Your resources, your research data, and your collaborators are valuable, yet continuously targeted by miscreants. Protecting these requires that everyone works together to protect them damage, disruption, and unauthorised use. The security operational baseline sets the bar to entry in most federated infrastructures, not only for the AAI but also for the protection of resources, data, and users. By adhering to a simple common baseline, the collaboration becomes easier and the expectations of all parties are clear. You will find that adherence to the security operational baseline is a prerequisite to entry for many of the ecosystems you want to join.

Adopting it as an e-Infrastructure or service provider

Users and research collaboration will be using your service(s) under the assumption that it is safe to do so, and - if you rely on others - that they can rely on you to manage your dependencies properly. Especially in 'cloud' scenarios, your supply chain in terms of both infrastructure and software is critical, and modern cybersecurity directives like Europe's NIS2 directive emphasise the importance of the supply chain. 

The security baseline gives you the outline of the security measures that help you participate in federation and provide trustworthy services. It relies on SIRTFI, the Security Incident Response Trust Framework for Federated Identity, and helps identify, mitigate, and resolve security incidents in your service and in your peers. Remember: you will typically find a security incident quite a long time after the intrusion actually happened, so keeping logs is particularly important! And exercising these communications channels is needed to make sure they work in case of emergencies.

Adopting it as an authentication source or collaboration

The AARC BPA identifies the collaboration layer as a key control point for resource access: as a collaboration, you hold critical data on 'who did what when', and are the most effective place to control access to resources and protect the infrastructures you use. You may be notified of security events by infrastructures and resource providers, since they will often identify anomalous behaviour first and have a definite interesting in stopping the abuse.
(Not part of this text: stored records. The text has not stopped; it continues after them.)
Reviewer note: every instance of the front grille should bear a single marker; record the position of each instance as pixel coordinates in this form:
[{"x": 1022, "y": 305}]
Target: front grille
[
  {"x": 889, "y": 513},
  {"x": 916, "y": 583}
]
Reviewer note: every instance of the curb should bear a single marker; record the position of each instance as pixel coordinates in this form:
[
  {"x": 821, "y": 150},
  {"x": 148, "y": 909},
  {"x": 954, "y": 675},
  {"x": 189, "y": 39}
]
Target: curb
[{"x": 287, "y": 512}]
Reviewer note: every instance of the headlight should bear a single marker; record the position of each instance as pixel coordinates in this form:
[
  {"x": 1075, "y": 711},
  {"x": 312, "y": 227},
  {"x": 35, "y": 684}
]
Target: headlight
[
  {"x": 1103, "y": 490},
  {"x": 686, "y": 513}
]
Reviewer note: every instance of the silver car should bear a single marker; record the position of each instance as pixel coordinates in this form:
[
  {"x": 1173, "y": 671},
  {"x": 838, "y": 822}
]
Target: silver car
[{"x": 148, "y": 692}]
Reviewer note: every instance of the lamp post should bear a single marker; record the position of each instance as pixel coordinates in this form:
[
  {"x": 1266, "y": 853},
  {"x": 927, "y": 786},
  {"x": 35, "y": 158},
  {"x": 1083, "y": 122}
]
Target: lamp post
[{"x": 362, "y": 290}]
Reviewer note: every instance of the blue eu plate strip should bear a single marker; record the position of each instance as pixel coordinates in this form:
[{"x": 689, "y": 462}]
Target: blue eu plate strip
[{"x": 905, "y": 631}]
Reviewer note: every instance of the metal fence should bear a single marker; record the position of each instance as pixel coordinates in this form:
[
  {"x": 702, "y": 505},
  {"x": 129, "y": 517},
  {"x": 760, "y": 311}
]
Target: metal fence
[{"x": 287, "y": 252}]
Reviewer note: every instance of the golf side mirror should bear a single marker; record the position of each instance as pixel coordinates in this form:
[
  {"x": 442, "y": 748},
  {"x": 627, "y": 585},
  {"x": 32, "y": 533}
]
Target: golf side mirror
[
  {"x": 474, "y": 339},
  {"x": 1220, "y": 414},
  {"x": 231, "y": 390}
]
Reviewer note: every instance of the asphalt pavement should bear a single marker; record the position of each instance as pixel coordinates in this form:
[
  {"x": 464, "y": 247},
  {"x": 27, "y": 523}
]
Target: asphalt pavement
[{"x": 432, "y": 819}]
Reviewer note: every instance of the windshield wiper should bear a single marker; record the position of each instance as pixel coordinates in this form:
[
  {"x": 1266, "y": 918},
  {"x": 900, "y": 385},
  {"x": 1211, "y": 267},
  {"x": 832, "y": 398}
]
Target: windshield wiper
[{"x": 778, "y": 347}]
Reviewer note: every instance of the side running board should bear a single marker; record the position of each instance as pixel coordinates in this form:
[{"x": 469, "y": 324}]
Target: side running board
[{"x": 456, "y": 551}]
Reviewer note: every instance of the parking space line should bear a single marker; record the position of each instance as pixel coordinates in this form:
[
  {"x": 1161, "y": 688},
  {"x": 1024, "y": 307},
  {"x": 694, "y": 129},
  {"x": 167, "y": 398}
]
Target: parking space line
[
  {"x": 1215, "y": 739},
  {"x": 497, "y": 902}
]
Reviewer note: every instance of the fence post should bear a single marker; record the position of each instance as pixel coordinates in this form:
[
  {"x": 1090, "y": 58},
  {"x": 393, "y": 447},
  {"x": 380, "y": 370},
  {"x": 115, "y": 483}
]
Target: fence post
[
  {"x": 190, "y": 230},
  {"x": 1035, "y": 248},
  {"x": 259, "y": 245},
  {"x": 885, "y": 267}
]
The collaboration and the home organisation are the only ones in the AARC BPA that can associate the identifiers at the infrastructure and service layer with actual users. You are an essential part in stooping the incident from spreading and causing more harm!

How does the Security Operational Baseline fit into an AARC BPA compliant infrastructure?

Operational security is of course much more than AAI, but identity plays a critical role: as users 'traverse' the layered AARC BPA, they will acquire additional identifiers, and are gaining access to resources by virtue of their role, group memberships, and capabilities. Each of the layers in the AARC BPA provides control points to mitigate incidents and prevent the impact from spreading. 

Also keep in mind that each layer in the AARC BPA may keep state about the user sessions: even if an account is blocked at, for example, the identity layer, there may be sessions, tokens, or assertions active at the collaboration, infrastructure, or site-local layers. Therefore collaboration is essential, and reporting of security events and (potential) compromises to your partners is very important.

The twelve points to protect your resources and data

It is RECOMMENDED that all service providers follow these Baseline Requirements to achieve a sufficient level of security. These requirements augment but do not replace applicable security policies and obligations, nor any more specific security arrangements and service level agreements that may exist between participants. The baseline is specifically that: a set of minimal expectations between everyone in the infrastructure:

  1. comply with the SIRTFI security incident response framework for structured and coordinated incident response
  2. ensure that your Users agree to an Acceptable Use Policy (AUP) or Terms of Use, and that there is a means to contact each User.
  3. promptly inform Users and other affected parties if action is taken to protect their Service, or the Infrastructure, by controlling access to their Service, and do so only
    for administrative, operational or security purposes.
  4. honour the confidentiality requirements of information gained as a result of your Service’s participation in the Infrastructure.
  5. respect the legal and contractual rights of Users and others with regard to the personal data processed, and only use access personal data for administrative, operational, accounting, monitoring or security purposes.
  6. retain system generated information (logs) in order to allow the reconstruction of a coherent and complete view of activity as part of a security incident (the ‘who, what, where, when’, and ‘to whom’), for a minimum period of 180 days, to be used during the investigation of a security incident.
  7. follow, as a minimum, generally accepted IT security best practices and governance, such as pro-actively applying secure configurations and security updates, and taking appropriate action in relation to security vulnerability notifications, and agree to participate in drills or simulation exercises to test Infrastructure resilience as a whole.
  8. operate services and infrastructure in a manner which is not detrimental to the security of the Infrastructure nor to any of its Participants or Users.
  9. collaborate in a timely fashion with others, specifically those with which there is a direct trust relationship, in the reporting and resolution of security events or incidents related to their participation in the infrastructure and those affecting the infrastructure as a whole.
  10. honour the obligations on security collaboration and log retention (clauses 1, 6, and 9 above) for the period of 180 days after their Service is retired from the Infrastructure, including the retention of logs when physical or virtual environments are decommissioned.
  11. not hold Users or other Infrastructure participants liable for any loss or damage incurred as a result of the delivery or use of the Service in the Infrastructure, except to the extent specified by law or any licence or service level agreement.
  12. maintain an  suppliers that ensures that engagement of such parties does not result in violation of this Security Baseline.